Dat Marinus van Reymerswale het ontluikende kapitalisme wel degelijk karikaturiseert, blijkt uit het burleske karakter van de voorstelling. Een stuurse man kijkt de toeschouwer aan en wijst dwingend naar het kasboek. Ook de schrijvende man is onaantrekkelijk voorgesteld. Tijdgenoten merkten wellicht onmiddellijk de ouderwetse kledij in dit schilderij op. De stadsontvanger draagt een rode kovel: een opvallend en pompeus hoofddeksel met slierten stof, wat wellicht komisch en satirisch overkwam. De ruimte is te krap en bovendien erg rommelig. Bovenaan links is een gedoofde kaarsstomp. Het leven is net als de kaars vergankelijk.

De twee mannen met wie hier de draak gestoken wordt zouden zich beter concentreren op het geestelijke leven in plaats van zich druk te maken over het vergaren van aardse rijkdommen. Marinus van Reymerswale speelde met zijn parodieën op de financiële wereld en de handel slim in op de ‘onderbuikgevoelens’ van de gelovigen. Met thema’s die voor een groot deel beperkt was tot de bankier en zijn vrouw, advocatenkantoren en geldwisselaars maakte de schilder zelf big business.
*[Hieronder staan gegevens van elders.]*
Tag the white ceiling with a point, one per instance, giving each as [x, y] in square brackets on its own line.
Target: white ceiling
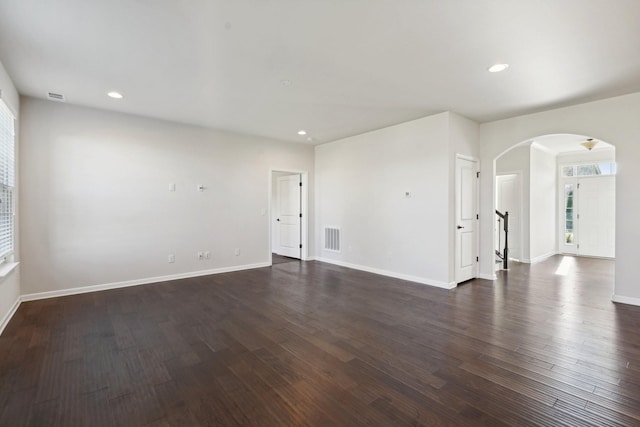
[354, 65]
[567, 143]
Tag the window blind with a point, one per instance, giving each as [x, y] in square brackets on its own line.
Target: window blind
[7, 179]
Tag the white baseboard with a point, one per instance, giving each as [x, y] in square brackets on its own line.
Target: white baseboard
[540, 258]
[145, 281]
[387, 273]
[9, 315]
[625, 300]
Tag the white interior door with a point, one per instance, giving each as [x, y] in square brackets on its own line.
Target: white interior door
[596, 216]
[288, 219]
[508, 199]
[466, 250]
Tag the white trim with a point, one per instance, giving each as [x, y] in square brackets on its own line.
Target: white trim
[145, 281]
[7, 318]
[476, 269]
[541, 147]
[304, 196]
[6, 269]
[625, 300]
[9, 106]
[387, 273]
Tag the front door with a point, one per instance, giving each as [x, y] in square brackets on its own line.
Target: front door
[466, 250]
[288, 219]
[596, 216]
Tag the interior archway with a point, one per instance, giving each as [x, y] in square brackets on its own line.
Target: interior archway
[538, 180]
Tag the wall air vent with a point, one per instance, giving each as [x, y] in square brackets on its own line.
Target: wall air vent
[56, 97]
[332, 239]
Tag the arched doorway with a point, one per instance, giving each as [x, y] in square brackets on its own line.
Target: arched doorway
[560, 193]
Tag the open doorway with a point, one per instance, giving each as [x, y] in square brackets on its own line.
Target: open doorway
[566, 197]
[288, 222]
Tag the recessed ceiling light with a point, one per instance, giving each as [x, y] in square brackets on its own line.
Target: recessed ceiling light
[496, 68]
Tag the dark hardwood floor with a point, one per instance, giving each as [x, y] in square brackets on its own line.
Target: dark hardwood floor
[307, 343]
[279, 259]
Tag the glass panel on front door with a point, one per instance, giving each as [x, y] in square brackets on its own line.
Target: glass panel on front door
[568, 214]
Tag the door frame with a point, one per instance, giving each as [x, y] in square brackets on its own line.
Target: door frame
[304, 209]
[455, 217]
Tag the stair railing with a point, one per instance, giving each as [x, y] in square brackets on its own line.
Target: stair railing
[503, 222]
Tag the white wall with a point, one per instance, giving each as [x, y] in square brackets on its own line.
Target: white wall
[361, 184]
[10, 286]
[614, 120]
[96, 206]
[542, 203]
[518, 160]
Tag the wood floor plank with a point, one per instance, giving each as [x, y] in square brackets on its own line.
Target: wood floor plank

Van Reymerswale is niet de uitvinder van onderwerpen als de Stadsontvanger of de Goudweger met zijn vrouw. Die werden al eerder geschilderd door Quinten Massijs. Van Massijs’ Bankier en zijn vrouw uit 1514 wordt vermoed dat deze weer teruggaat op een origineel van Jan van Eyck. Naast zijn karikaturen die niet zo meteen een tijd of plaats oproepen, maakte Marinus van Reymerswale portretten in opdracht van zakenlui. De niet-gepersonifieerde exemplaren kon de schilder op de vrije markt verkopen aan ambtenaren of handelaars die zich geen portret konden veroorloven. Schilderijen met dit thema werden in de werkkamer opgehangen als moreel geheugensteuntje. Niet alleen voor de handelaar zelf maar ook om klanten te laten zien dat het kantoor in kwestie moraliteit hoog in het vaandel droeg.